A few weeks ago I was seeing a lot of these errors in production:

ActiveRecord::ConnectionTimeoutError - could not obtain
a database connection within 5 seconds.

And then production went down.

For context, our stack is composed of a Ruby on Rails app with some React peppered in that is containerized by Docker, orchestrated by Kubernetes, and served up from AWS. We use AWS for our MySQL database instances, too.

We were getting a lot of 500 errors and users posting about not being able to use the app. I had the error above as a clue that either something was misconfigured (very unlikely since that would have been caught during our QA process) or the database itself was having trouble.

We went with the second option and opened up RDS in the AWS console. We have an m4.large instance serving up MySQL 5.6 to our production app. The instance was over 100% CPU usage.

So what do to next?

I knew from my time at Lessonly, that sometimes there's not enough available threads in the database connection pool. I remember reading this article on Heroku for insights. The relevant line in here is

Active Record limits the total number of connections per application through a database setting pool; this is the maximum size of the connections your app can have to the database.

I thought that since we have more customers and it was peak usage time then maybe there just wasn't enough database to go around. And the Heroku article laid out a simple solution, so I edited our database.yml file.

production:
  <<: *default
  database: iris_app_production
  reconnect: true
  username: <%= ENV['RAILS_DB_USER'] %>
  password: <%= ENV['RAILS_DB_PASS'] %>
  host: <%= ENV['RAILS_DB_HOST'] %>
  pool: 1̶0̶ 40 # Just to be dramatic.

That didn't do much after it was deployed so we nixed that, especially since it didn't explain the massive amount of CPU usage. The next thing we could do was narrow down where the problem was coming from. That meant temporarily disabling cron jobs to see if the source was a specific cron job or the main Rails app itself. We have four cron jobs: a daily job that runs in the early AM, an hourly job, and two every-5-minute jobs.

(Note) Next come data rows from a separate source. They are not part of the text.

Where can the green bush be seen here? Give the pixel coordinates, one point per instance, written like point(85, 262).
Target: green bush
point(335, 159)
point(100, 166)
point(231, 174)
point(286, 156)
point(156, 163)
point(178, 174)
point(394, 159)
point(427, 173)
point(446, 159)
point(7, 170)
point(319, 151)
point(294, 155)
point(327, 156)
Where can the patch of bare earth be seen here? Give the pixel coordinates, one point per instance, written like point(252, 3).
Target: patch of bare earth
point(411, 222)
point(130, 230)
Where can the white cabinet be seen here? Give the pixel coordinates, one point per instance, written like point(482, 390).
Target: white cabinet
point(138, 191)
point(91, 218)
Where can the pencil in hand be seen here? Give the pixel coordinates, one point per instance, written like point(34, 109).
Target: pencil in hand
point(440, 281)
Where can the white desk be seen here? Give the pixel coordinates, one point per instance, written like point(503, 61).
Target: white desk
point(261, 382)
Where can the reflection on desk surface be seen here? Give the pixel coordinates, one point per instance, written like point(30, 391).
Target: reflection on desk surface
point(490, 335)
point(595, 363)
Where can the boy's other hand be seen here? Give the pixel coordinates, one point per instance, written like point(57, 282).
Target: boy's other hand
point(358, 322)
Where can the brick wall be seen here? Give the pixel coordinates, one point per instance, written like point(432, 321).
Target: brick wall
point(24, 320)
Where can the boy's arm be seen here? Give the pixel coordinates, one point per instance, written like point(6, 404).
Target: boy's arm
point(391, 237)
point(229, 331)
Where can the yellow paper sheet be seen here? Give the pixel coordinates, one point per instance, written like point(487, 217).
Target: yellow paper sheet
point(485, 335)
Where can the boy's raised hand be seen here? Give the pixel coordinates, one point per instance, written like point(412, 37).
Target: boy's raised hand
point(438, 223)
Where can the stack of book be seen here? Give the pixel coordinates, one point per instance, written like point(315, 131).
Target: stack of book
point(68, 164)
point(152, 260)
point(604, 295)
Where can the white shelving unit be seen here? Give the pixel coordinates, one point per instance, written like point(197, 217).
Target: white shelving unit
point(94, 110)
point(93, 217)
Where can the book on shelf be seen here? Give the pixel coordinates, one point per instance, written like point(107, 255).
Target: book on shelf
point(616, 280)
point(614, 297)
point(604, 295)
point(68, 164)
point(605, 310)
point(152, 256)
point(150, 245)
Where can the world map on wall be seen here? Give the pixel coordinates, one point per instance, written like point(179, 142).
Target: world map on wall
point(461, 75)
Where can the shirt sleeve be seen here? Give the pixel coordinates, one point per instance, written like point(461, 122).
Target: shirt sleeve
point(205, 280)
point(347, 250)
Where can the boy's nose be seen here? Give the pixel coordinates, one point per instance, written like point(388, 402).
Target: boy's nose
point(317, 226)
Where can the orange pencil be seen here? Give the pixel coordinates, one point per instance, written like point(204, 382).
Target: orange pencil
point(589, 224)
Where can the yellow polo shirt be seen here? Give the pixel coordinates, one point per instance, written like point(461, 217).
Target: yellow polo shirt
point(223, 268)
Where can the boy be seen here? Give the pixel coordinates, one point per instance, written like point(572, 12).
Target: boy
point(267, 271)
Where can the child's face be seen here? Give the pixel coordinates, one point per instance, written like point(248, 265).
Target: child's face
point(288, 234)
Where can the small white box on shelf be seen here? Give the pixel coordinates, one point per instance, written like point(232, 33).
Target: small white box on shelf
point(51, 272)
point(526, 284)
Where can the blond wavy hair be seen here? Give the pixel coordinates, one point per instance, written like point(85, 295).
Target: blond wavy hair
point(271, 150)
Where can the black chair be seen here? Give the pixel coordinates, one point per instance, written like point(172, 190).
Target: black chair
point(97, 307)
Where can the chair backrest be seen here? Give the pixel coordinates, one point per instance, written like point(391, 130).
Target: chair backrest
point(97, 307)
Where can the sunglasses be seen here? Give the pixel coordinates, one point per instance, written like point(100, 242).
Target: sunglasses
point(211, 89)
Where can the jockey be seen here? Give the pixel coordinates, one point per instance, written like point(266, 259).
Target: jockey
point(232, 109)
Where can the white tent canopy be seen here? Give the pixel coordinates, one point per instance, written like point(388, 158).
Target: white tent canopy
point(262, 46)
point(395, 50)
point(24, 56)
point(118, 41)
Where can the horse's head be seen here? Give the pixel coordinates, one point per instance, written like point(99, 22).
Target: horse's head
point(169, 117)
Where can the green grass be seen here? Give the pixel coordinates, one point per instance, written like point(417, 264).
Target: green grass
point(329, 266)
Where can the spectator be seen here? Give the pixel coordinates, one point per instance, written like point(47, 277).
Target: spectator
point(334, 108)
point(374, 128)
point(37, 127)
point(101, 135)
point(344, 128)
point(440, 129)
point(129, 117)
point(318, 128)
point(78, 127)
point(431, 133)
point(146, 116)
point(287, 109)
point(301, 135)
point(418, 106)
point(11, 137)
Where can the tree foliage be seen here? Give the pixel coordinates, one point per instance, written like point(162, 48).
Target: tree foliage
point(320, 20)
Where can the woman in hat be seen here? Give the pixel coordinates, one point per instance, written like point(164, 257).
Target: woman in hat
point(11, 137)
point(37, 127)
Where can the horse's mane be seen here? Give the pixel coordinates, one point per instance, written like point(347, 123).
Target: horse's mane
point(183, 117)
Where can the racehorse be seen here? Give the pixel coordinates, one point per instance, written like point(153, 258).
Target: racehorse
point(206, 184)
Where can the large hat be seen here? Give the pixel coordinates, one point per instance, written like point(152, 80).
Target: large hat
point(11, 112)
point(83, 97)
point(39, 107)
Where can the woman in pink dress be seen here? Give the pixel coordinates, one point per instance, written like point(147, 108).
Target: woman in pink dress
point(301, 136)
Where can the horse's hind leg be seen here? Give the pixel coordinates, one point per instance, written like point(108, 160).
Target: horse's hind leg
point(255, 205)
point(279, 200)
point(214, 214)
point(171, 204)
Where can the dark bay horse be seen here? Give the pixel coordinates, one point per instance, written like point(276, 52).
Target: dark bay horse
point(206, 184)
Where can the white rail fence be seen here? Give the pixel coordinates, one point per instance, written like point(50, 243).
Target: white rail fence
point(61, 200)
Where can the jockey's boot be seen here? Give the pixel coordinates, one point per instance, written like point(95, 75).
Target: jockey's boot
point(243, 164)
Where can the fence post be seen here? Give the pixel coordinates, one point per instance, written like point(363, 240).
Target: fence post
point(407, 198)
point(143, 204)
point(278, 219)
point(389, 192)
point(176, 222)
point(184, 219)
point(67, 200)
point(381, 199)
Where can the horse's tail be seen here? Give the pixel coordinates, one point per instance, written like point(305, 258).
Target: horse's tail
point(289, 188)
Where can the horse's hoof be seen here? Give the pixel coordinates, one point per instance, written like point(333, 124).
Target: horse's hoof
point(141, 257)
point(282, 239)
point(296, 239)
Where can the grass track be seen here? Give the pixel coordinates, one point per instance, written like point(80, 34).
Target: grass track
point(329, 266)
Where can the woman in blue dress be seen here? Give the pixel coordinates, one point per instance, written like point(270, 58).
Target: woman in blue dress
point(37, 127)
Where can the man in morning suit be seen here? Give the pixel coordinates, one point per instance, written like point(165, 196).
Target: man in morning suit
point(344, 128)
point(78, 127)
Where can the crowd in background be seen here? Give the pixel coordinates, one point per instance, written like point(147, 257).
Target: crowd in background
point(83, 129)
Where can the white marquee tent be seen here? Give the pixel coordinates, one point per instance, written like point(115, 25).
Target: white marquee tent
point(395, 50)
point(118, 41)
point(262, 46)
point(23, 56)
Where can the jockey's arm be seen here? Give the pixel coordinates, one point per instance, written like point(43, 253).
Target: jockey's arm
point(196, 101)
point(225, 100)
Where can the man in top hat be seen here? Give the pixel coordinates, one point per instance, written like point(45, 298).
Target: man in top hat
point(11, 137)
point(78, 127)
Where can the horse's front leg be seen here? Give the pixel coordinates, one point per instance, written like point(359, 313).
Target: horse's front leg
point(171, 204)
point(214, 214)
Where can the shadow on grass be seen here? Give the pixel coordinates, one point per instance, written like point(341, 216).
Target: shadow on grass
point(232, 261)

The daily job could be dismissed off the bat because it had already run. The other jobs we disabled one by one to see if helped CPU consumption.

But that didn't work either. We saw no drop in CPU usage. The source of the problem was definitely with the app itself. At this point, an hour had already passed and I was stressed out of my fucking mind because production was down. Not a great feeling and I had to fix it regardless.

I decided to switch tactics and try to investigate the actual queries that were running on the database. I connected to the production database and typed in

SHOW PROCESSLIST

This gave me back a table of all the active threads that were running in the production database.

(In retrospect, I should have started with this but ¯\_(ツ)_/¯).

The most relevant columns SHOW PROCESSLIST gives back are:

• Command: the command the thread is executing in the DB
  • Read more here
• Time: the time in seconds the command is taking to execute
• Info: the statement the thread is executing

This was it.

We had several rows stuck on execution with the same type of query:

SELECT * FROM communications
WHERE communications.access_token = "EXAMPLE"

The communications table had almost 600k records, which isn't a lot of records for a properly indexed table to perform a lookup. And lo and behold, the table wasn't indexed by the column access_token. All that was left was to create a migration:

class AddIndexToCommunications < ActiveRecord::Migration
  disable_ddl_transaction!

  def change
    add_index :communications, :access_token, algorithm: :inplace
  end
end

We use the algorithm :inplace to prevent the table from locking as its being indexed — the app still needs to use the table! If you're using PostgresQL then use the algorithm :concurrently. Since adding concurrent indexes can't be wrapped in transaction, we need disable_ddl_transaction!.

After the migration was deployed and run, CPU usage dropped from 100% to 2% when jobs weren't running, which is insane. This is why we properly index tables.